Escrever é também não falar. É calar-se. É uivar sem ruídos.”

Marguerite Duras

Eu tive a imensa felicidade de escrever meu primeiro livro/tese de doutorado, Literatura e Matemática, em Paris. E a partir daí fiquei muito mal acostumado, assim como Hemingway: “If you are lucky enough to have lived in Paris as a young man, then wherever you go for the rest of your life, it stays with you, for Paris is a moveable feast”. Mesmo em meio a muita festa, muitos amigos, muitos amores, consegui (acho, ou invento) ser bastante produtivo e realizar um trabalho razoável. E pensei ingenuamente que o processo de escrita consistisse sempre num ato prazeroso, divertido e gratificante. Uma “festa ambulante” em cada página e letra criada. Não poderia estar mais enganado. (Como a ignorância é uma benção!).

Logo em seguida, ainda exaltante e ingênuo, escrevi o Antiterapias, e transformei a minha própria vida em literatura (ou será que foi a literatura que passou a ser a essência da minha vida?). Escrevi com afinco, dedicação e amor o meu primeiro romance, em meio à confusão festiva da minha vida cotidiana: família, amigos, desencontros, angústias, incertezas. Estava imaginando um projeto literário e tentava vislumbrar as veredas por onde gostaria, ou conseguiria, caminhar. Sofri, chorei, fui premiado, e me encantei definitivamente com esse mundo mágico e quase inconcebível.

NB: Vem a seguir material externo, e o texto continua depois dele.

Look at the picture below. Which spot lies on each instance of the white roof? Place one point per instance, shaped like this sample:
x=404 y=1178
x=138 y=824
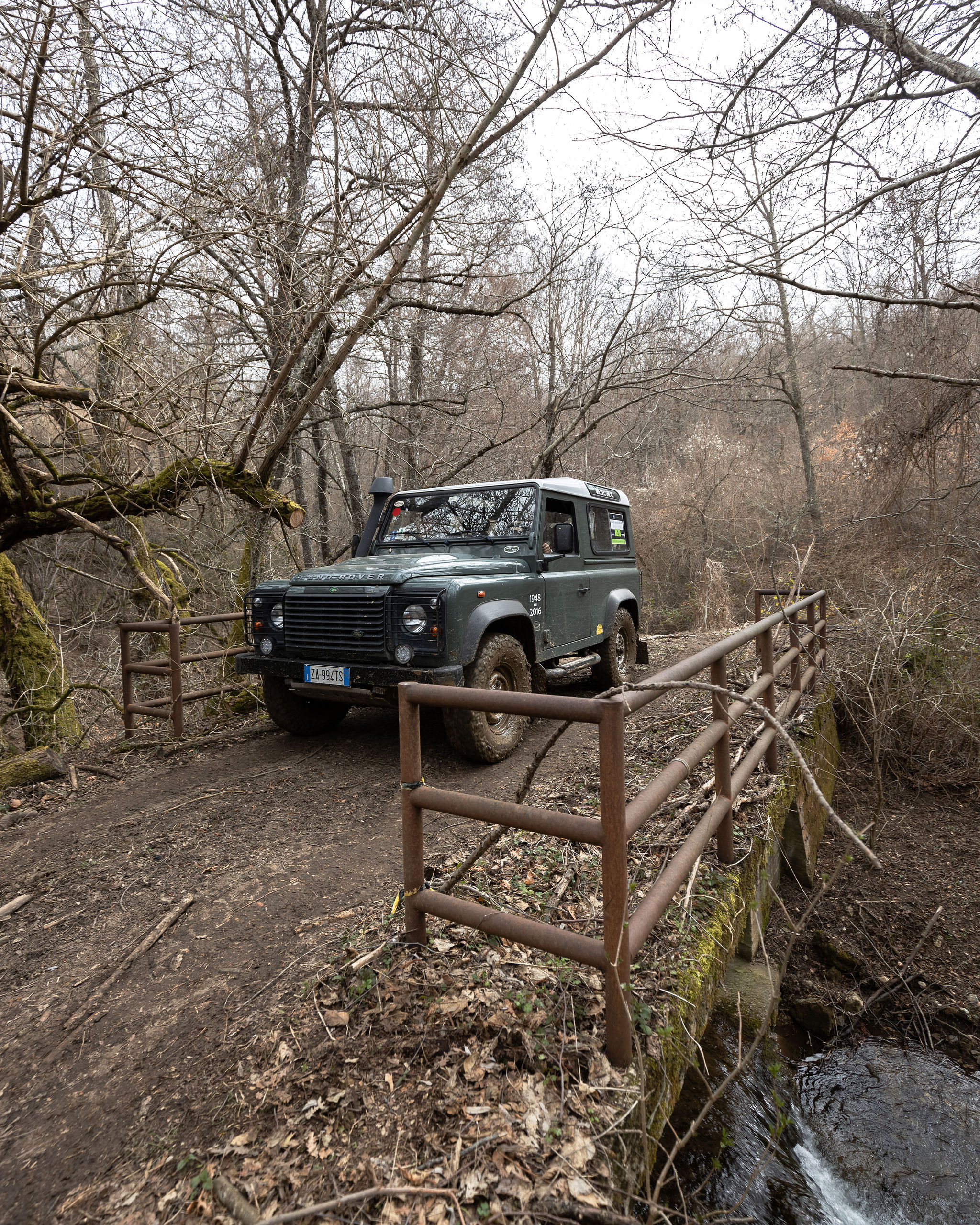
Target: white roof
x=552 y=484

Assim, já um pouco mais certo de que a literatura podia ser uma surpreendente possibilidade, dediquei-me fervorosamente a escrever o Brochadas (que será lançado em maio de 2015 pela Rocco, autojabá!). Também foi um momento extremamente conturbado e bastante festeiro: vivia permeado de livros, amigos e amores na deliciosa e inspiradora Boston, mas tinha acabado de tomar um doloroso e inesperado pé-na-bunda (literal e literário). Descobri que a literatura podia ser um excelente refúgio diante das agonias supostamente reais, mas nunca imaginaria que ela também se metamorfosearia num carrasco tão algoz, bestial e assombroso. Eu definitivamente havia feito um pacto sanguíneo faustiano com as letras e por isso tinha obrigação de pagar o meu quinhão. Acabei me transformando na minha própria obra: totalmente impotente e brocha. E aquilo me fez confrontar com o outro lado diabólico desse espelho sombrio que também é a própria literatura.

Acorrentado em meio aos problemas eréteis e à impotência diante da contingência da vida, consagrei minha pulsão à escrita satírica do momento que vivia. Eu, matemático, escritor, judeu brocha e neurótico, tinha acabado de somatizar todas as misérias e zombarias descobertas no Brochadas, e precisava exorcizar minhas quimeras. Consagrei muitas centenas de horas à escrita de um novo livro (ou de um lamento) sobre a loucura. Não sei se o livro presta, nem sei se vai virar alguma coisa, mas garanto que fui bastante prolífico e que consegui me livrar da maldição do livro anterior.  Aleluia. Amém. Glória, glória!

Mas esse demônio literário não te alforria assim tão facilmente. Ele te cobra, ele te persegue, ele te atormenta e transtorna. Ele exige o máximo do seu corpo, da sua alma, do seu sangue. E agora o meu ônus seria outro. Mais uma temível danação. Acabei assimilando todas as torturas, invenções, loucuras e privações dos personagens do novo livro. Eu estava totalmente exposto e indefeso introjetando as agonias, aflições, desesperos e desvarios dos malditos e delirantes heróis do meu romance. Foi uma experiência horrível. E, completamente combalido, cheguei até a conjurar, renegar e execrar o meu próprio amor pela literatura.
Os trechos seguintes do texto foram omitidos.